Continuó avanzado por la montaña, sumido en el más completo bochorno, y una hora después llegó a la desolada cima. Una sonrisa se esbozó, codiciosa, en su rostro. Calculó la posición exacta del tesoro según el mapa y clavó la pala en la tierra. Comenzó a excavar en las entrañas de aquel enorme monstruo terráqueo. Pero, pese a su entusiasmo, pasaron los minutos y el tesoro no aparecía. Siguió cavando hondo y profundo mientras el peligroso sol se acercaba a su punto culminante. Como sujeción, ató el extremo de una cuerda a una roca cercana y el otro a su cintura, y prosiguió cavando un metro tras otro, hasta que después de haber abierto un túnel de seis metros de profundidad, la pala chocó contra un sonido de metal.
Lo había encontrado.
Era una caja de acero. No le costó mucho abrirla porque las bisagras estaban oxidadas.
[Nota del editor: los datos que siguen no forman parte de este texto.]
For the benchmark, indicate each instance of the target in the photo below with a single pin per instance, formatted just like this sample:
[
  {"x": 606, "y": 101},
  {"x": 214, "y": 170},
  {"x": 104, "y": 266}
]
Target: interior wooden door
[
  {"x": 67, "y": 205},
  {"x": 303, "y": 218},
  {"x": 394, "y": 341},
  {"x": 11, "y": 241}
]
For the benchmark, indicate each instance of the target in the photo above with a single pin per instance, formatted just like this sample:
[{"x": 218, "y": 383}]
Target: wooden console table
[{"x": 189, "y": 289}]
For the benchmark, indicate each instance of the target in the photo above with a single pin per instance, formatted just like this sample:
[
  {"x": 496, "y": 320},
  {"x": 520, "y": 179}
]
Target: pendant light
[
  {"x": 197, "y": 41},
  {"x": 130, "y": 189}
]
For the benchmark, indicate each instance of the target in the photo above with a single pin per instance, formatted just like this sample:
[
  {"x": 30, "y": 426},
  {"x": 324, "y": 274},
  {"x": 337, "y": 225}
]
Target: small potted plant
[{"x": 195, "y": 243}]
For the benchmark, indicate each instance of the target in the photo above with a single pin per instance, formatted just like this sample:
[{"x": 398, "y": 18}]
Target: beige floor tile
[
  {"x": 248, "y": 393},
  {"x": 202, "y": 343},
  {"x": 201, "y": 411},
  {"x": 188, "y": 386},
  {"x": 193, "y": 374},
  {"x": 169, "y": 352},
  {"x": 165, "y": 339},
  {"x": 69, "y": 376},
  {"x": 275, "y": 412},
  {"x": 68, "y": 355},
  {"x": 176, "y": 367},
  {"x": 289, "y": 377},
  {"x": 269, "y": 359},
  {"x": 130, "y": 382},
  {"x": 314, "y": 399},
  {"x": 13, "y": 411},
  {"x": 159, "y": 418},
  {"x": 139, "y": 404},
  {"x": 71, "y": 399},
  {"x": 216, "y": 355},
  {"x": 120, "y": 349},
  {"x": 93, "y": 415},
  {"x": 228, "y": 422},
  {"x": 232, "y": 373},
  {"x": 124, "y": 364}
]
Lo que vio le iluminó el rostro. Oro y más oro. Cientos de kilos de oro. Lanzó un grito de triunfo. Era rico. Lo había conseguido.
Con el tesoro bajo el brazo, trepó por la cuerda. Pero cuando pasó la mano por encima del agujero, profirió un alarido de dolor. El fuego del sol le había calcinado los dedos. Se desplomó en el fondo del agujero con la mano abrasada. Mientras tanto, el tesoro, y lo que contenía, se derrumbó sobre él.
Lo que luego le sucedió al hombre honrado ya lo sabéis.